Quarterback Chris Duncan, a junior, is one of those playing varsity for the first time. He said there have been some things to get used to.

“The game’s a lot faster, with bigger people,” Duncan said. “The speed of the game is the main thing for me.”

Duncan had an excellent game for Taft, completing 15 of 20 passes for 231 yards and three touchdowns and no interceptions). His 67-yard touchdown pass to Dalton Oronoz with less than five minutes to play was the game-winner. Duncan also ran 25 yards for a TD.

A team has to be the quarterback’s team in order to soar. Duncan delivered the kind of performance needed to make guys believe in him and support him.

“Is this my team yet? To be honest, no. But I am working on that,” Duncan said. “I feel I’ve stepped up lately. Going into that win I feel I’ve stepped up as a leader. And during this bye week I plan to grow more as a leader.”

Wide receiver Jerrick Corley, a senior, who caught five passes for 68 yards and a touchdown felt a light of hope had shined on the Toreadors with the victory.

“I would have had worries about us going into league if we had lost,” Corley said. “But now we can talk about winning league and it’s believable.”

Fellow wide receiver Jahlil Lipkin, a junior agrees. In fact Lipkin — who also caught five passes, good for 73 yards and a touchdown — stated calmly the team should think of winning the West Valley.

“I believe we can win the league,” Lipkin said. “If we don’t it would be a disappointment. But every team should think like that. We can do it, though.”

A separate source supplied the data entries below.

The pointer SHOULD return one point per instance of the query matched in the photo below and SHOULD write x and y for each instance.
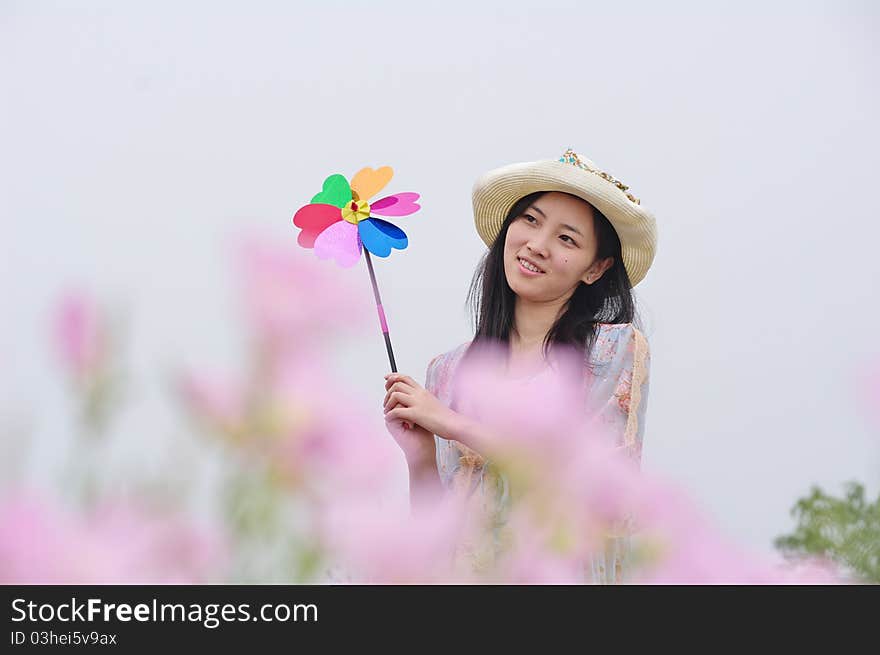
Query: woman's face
(556, 234)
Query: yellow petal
(368, 182)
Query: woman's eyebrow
(565, 225)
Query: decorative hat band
(571, 157)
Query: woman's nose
(537, 246)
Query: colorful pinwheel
(338, 225)
(338, 222)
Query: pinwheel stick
(382, 322)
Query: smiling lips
(527, 265)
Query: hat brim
(495, 193)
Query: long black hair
(607, 300)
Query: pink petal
(341, 243)
(400, 204)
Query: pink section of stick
(382, 318)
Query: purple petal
(400, 204)
(341, 243)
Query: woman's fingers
(396, 387)
(395, 398)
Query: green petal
(336, 192)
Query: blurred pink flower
(218, 403)
(577, 486)
(292, 299)
(121, 543)
(80, 334)
(389, 544)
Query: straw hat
(496, 192)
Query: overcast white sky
(137, 137)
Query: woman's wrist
(420, 461)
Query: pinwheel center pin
(356, 211)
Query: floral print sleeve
(618, 386)
(617, 398)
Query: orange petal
(368, 182)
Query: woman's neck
(531, 323)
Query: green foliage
(845, 530)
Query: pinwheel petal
(368, 182)
(339, 242)
(314, 219)
(379, 236)
(336, 192)
(400, 204)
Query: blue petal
(379, 236)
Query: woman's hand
(408, 401)
(415, 441)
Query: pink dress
(617, 396)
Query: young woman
(567, 243)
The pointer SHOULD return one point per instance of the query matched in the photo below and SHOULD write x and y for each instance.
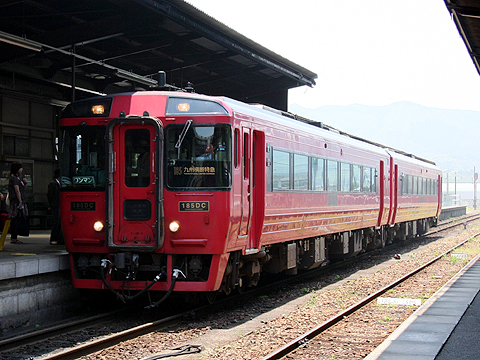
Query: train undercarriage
(242, 271)
(306, 254)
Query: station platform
(35, 283)
(35, 256)
(444, 327)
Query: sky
(374, 52)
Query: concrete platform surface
(35, 256)
(445, 327)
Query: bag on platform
(21, 224)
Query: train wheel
(211, 297)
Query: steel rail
(304, 338)
(39, 335)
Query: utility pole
(475, 176)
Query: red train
(174, 191)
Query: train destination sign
(194, 206)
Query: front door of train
(134, 206)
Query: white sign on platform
(399, 301)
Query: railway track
(99, 344)
(312, 333)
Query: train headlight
(174, 226)
(98, 226)
(98, 109)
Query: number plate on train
(194, 206)
(83, 206)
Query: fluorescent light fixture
(137, 78)
(19, 41)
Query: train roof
(294, 120)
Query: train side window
(332, 175)
(237, 143)
(318, 174)
(246, 158)
(366, 179)
(344, 177)
(300, 172)
(356, 178)
(281, 170)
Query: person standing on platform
(18, 204)
(53, 195)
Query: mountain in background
(450, 138)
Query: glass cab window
(83, 157)
(198, 156)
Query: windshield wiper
(183, 133)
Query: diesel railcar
(175, 191)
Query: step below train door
(246, 204)
(135, 198)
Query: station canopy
(466, 14)
(116, 46)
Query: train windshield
(82, 149)
(198, 156)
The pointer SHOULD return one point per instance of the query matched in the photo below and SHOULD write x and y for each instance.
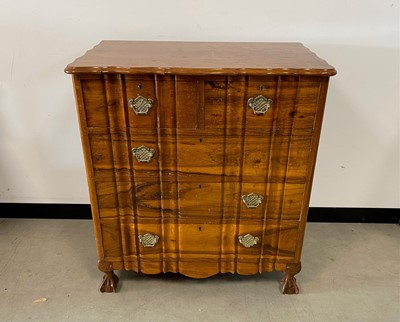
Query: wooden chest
(200, 156)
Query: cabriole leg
(110, 283)
(288, 281)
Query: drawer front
(201, 158)
(229, 200)
(247, 103)
(154, 246)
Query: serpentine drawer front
(200, 156)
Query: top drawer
(252, 103)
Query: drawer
(234, 245)
(248, 103)
(224, 200)
(201, 157)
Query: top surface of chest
(200, 58)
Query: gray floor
(350, 273)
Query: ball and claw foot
(110, 283)
(288, 281)
(289, 285)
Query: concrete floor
(350, 273)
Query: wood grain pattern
(210, 149)
(200, 58)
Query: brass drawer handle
(252, 200)
(259, 104)
(143, 153)
(141, 105)
(148, 240)
(248, 240)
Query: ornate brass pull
(148, 240)
(259, 104)
(248, 240)
(252, 200)
(141, 105)
(143, 153)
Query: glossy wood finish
(200, 58)
(210, 149)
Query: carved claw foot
(110, 283)
(288, 281)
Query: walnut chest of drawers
(200, 156)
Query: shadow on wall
(359, 150)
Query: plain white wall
(40, 150)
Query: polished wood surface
(200, 58)
(183, 210)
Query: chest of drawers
(200, 156)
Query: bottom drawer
(198, 247)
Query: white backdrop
(40, 151)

Some coaches might frown on such pronouncements. But Braswell, who came to California from New Jersey eight years ago, coached previously at Taft in 2007 as an assistant under Matt Kerstetter and understands there is a tradition of winning here. He won’t mind a little swagger for a team still striving to create its identity. And this is also a year where, so far, there is no recognizable dominant team in the West Valley.

So why not Taft?

“I feel we’re the favorite — but I also feel that every team in our league should feel they’re the favorite,” Braswell said. “Everybody has a crack at it. There’s one way to win the league; win the game you have in front of you. And win the next game, and the next, and let everybody else do what they do as long as we can win our next game [starting with Granada Hills].